Verdi, qui représente près de 100 000 travailleurs du secteur, a lancé ce mouvement après l’échec des discussions avec les employeurs municipaux et régionaux sur les conditions de travail la semaine dernière.
Le syndicat réclame des horaires de travail réduits, des pauses plus longues et une augmentation des indemnités pour le travail de nuit et le week-end, alors même que les villes sont confrontées à des contraintes budgétaires.
La grève touche environ 150 entreprises municipales de transport dans 15 des 16 Länder allemands, y compris Berlin, Hambourg et Brême.

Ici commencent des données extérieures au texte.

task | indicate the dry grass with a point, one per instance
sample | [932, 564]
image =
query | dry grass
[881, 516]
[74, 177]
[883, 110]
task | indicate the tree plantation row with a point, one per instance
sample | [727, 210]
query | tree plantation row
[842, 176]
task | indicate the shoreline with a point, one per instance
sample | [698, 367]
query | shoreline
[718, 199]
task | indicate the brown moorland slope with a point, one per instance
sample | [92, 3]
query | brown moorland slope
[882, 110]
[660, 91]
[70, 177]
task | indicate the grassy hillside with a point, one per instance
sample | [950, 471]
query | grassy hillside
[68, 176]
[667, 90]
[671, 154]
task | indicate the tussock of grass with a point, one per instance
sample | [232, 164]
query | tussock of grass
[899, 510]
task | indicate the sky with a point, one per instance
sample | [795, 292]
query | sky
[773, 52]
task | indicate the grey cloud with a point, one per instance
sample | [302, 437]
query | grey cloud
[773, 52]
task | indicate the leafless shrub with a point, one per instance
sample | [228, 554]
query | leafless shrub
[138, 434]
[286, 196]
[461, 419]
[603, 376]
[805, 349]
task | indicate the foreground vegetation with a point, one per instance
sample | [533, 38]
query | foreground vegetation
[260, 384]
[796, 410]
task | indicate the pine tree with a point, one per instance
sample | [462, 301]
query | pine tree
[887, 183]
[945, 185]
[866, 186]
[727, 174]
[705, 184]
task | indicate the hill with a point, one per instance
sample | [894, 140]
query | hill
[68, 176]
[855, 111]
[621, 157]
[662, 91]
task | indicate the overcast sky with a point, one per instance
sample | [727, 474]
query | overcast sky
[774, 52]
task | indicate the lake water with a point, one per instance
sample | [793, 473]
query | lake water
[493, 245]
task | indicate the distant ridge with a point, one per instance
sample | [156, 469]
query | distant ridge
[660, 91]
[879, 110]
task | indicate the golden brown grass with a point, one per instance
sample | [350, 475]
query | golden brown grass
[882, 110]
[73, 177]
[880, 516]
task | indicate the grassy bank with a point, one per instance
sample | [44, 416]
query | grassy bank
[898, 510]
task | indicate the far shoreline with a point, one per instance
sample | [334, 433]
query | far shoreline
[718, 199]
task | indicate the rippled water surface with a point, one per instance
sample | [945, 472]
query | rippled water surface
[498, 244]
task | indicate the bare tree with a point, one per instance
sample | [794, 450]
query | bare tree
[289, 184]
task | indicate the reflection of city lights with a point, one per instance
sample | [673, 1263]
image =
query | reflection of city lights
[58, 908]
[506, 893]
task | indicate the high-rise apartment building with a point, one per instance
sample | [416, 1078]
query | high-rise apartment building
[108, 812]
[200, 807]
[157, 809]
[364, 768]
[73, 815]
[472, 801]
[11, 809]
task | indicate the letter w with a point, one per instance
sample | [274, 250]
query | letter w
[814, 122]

Il s’agit de l’une des plus vastes actions coordonnées dans le secteur des transports locaux depuis des années. Le mouvement a débuté comme prévu, a indiqué Serat Canyurt, principal négociateur pour Verdi, à la radio rbb lundi, ajoutant que les opérateurs de transport public étaient désormais attendus à la table des négociations.
LES USAGERS CHERCHENT DES ALTERNATIVES PAR TEMPS POLAIRE
À Stuttgart, Karlsruhe et Fribourg, les services seront à l’arrêt toute la journée, ont précisé les responsables syndicaux.
Les températures sont descendues sous le zéro dans une grande partie du pays, aggravant la situation pour les usagers obligés de trouver des moyens de transport alternatifs.
Cependant, Deutsche Bahn a indiqué vendredi que ses trains urbains S-Bahn dans des villes comme Berlin, Hambourg, Munich et Stuttgart, ainsi que les liaisons longue distance, circuleraient normalement lundi, leurs employés n’étant pas représentés par Verdi.
Les discussions entre Verdi et les associations patronales sont tendues, les dirigeants syndicaux accusant les municipalités de vouloir réduire les avantages sociaux et allonger les durées de service.
À Berlin, les négociateurs de Verdi affirment que les opérateurs souhaitent que les salariés financent eux-mêmes les améliorations en renonçant à leurs droits à congé maladie et à la flexibilité des horaires.
La prochaine séance de négociation est prévue pour le 9 février.
Les responsables syndicaux ont prévenu que d’autres actions pourraient suivre si les employeurs ne font pas de concessions significatives.